Amazon, one of the first businesses to join the exclusive club of companies valued at $1 trillion, recently reached a new, albeit less desirable, milestone. The Everything Store, owned by Jeff Bezos, made market history this week when it became the first publicly traded company to lose $1 trillion in market value.
The astounding numbers, which were first reported by Bloomberg, are the outcome of a deteriorating economy, persistently depressing earnings reports, and significant stock selloffs. Amazon, which was valued at $1.882 trillion on June 21, reported a valuation of only $878 billion on Thursday. With market valuation losses averaging around $900 billion, Microsoft, which for a brief period last year briefly overtook Apple as the most valuable company in the world, wasn’t far behind. The combined declines of the two companies show the impact of a terrible year that most in tech would like to forget soon.
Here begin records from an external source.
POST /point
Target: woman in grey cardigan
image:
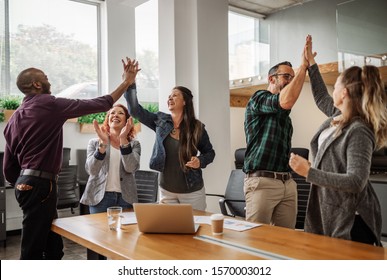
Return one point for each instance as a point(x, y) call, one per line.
point(342, 202)
point(112, 160)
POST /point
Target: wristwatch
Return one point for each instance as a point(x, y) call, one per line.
point(125, 145)
point(101, 145)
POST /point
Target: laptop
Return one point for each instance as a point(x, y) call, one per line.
point(165, 218)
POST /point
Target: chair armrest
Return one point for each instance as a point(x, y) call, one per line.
point(223, 208)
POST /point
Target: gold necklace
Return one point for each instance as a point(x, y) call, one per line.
point(174, 130)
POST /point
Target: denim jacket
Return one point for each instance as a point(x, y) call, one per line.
point(162, 124)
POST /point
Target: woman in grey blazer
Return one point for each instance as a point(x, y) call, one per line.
point(112, 160)
point(342, 202)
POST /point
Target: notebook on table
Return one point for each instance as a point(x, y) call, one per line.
point(165, 218)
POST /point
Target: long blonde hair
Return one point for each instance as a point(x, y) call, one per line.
point(368, 100)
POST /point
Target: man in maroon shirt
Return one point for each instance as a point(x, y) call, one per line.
point(33, 154)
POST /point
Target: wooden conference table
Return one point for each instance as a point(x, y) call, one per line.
point(264, 242)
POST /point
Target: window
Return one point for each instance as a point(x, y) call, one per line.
point(249, 49)
point(147, 51)
point(62, 40)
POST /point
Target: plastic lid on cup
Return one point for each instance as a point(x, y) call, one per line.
point(217, 217)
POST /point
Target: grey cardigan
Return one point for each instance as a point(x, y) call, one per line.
point(340, 174)
point(97, 166)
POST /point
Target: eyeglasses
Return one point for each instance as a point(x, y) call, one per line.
point(286, 76)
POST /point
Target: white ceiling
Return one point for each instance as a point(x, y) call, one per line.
point(263, 8)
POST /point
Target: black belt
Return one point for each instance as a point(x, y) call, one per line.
point(283, 176)
point(38, 173)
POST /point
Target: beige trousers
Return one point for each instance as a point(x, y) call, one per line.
point(271, 201)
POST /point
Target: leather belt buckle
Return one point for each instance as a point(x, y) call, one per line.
point(39, 173)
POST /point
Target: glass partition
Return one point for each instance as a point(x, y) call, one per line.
point(362, 29)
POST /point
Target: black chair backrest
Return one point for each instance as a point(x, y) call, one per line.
point(234, 197)
point(239, 157)
point(67, 188)
point(82, 175)
point(301, 152)
point(66, 157)
point(147, 185)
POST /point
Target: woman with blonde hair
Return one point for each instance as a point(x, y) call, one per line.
point(112, 160)
point(342, 202)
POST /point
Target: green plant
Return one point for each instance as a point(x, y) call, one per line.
point(100, 117)
point(151, 107)
point(10, 102)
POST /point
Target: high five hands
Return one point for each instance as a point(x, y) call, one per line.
point(130, 70)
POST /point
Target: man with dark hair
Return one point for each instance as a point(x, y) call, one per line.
point(33, 154)
point(270, 191)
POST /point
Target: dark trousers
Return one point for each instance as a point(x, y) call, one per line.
point(360, 232)
point(37, 197)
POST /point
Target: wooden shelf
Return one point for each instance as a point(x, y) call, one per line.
point(239, 96)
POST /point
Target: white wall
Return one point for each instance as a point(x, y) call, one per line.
point(287, 33)
point(288, 30)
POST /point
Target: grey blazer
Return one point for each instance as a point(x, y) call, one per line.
point(340, 174)
point(97, 166)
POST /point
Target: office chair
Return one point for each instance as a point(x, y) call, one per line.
point(233, 202)
point(147, 185)
point(82, 177)
point(239, 157)
point(68, 192)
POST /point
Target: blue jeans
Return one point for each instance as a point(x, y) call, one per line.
point(110, 199)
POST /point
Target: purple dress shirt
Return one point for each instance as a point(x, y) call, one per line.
point(34, 134)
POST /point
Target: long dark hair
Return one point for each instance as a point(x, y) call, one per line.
point(190, 129)
point(367, 100)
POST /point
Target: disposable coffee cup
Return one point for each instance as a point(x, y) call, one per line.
point(114, 214)
point(217, 224)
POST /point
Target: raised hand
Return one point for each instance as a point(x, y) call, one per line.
point(130, 70)
point(101, 132)
point(193, 163)
point(308, 51)
point(126, 130)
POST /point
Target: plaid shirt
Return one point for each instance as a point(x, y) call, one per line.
point(268, 130)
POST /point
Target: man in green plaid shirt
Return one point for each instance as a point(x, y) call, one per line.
point(270, 191)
These declines affect more companies than just Amazon and Microsoft. According to reports, the top five U.S. tech companies lost a combined $4 trillion in value this year. That is greater than the combined GDPs of Turkey, Argentina, and Switzerland, to put it in perspective.
Particularly Amazon let down investors last month when third-quarter revenues fell short of expectations. Even worse, the company is predicted to only experience 2-8% year-over-year growth in the fourth quarter. That would be acceptable for a typical business, but Amazon, which was until recently a relentless growth engine, is anything but typical. Amazon, like many other businesses, has had to deal with dwindling e-commerce sales as customers start to trickle back into brick-and-mortar stores less concerned about COVID-19.
After the release of the third quarter earnings report, CEO Andy Jassy said, “There is obviously a lot happening in the macroeconomic environment.” “And we’ll balance our investments to be more efficient without sacrificing our important long-term, strategic bets,” the statement continued.
Amazon has so far avoided the startling layoffs that have affected so many of its peers in the tech industry. That is not to say that there aren’t any causes for alarm. The company took action this month to extend a prior hiring freeze to include all corporate employees. The main causes of the slowdown, according to a memo from Amazon Senior Vice President of People, Experience, and Technology Beth Galetti, are an uncertain economic outlook and a rise in hiring in recent years.
The decline in the value of Amazon’s stock has also hurt Jeff Bezos’s wealth, who founded the company. After beginning the year at $192.5 billion, the fourth-richest person in the world is now valued at $113 billion.